I will conclude this brief contribution by referring to my experience as an MSP in my dealings with the police. In the vast majority of cases, we worked as a team, often in the interests of a vulnerable constituent, but—however rarely—I have experienced slipshod policing, as has been referenced by previous speakers. In those cases, only the use of what pressure I could bring to bear ensured that my constituents’ concerns were appropriately addressed. That should not have been necessary. However, I repeat that my contact over 25 years has been overwhelmingly positive.
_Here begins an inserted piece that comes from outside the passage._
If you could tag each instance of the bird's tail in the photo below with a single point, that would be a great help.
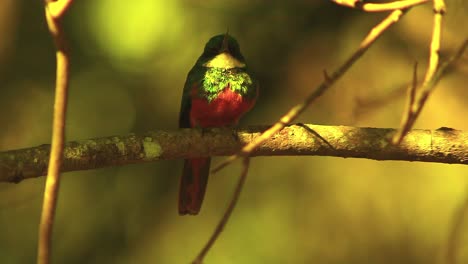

I welcome the fact that the bill will weed out those who fail to meet the high standards that are rightly required of our police service, make those who are found guilty of gross misconduct pay the price for that, and strengthen the PIRC to ensure public confidence in the whole complaints procedure—by which I mean either complaints by the public against the police or complaints by police against fellow officers. However, there is one important issue. We must ensure that the balance is struck between fairness to the complainer and fairness to those who are subject to a complaint. That is crucial.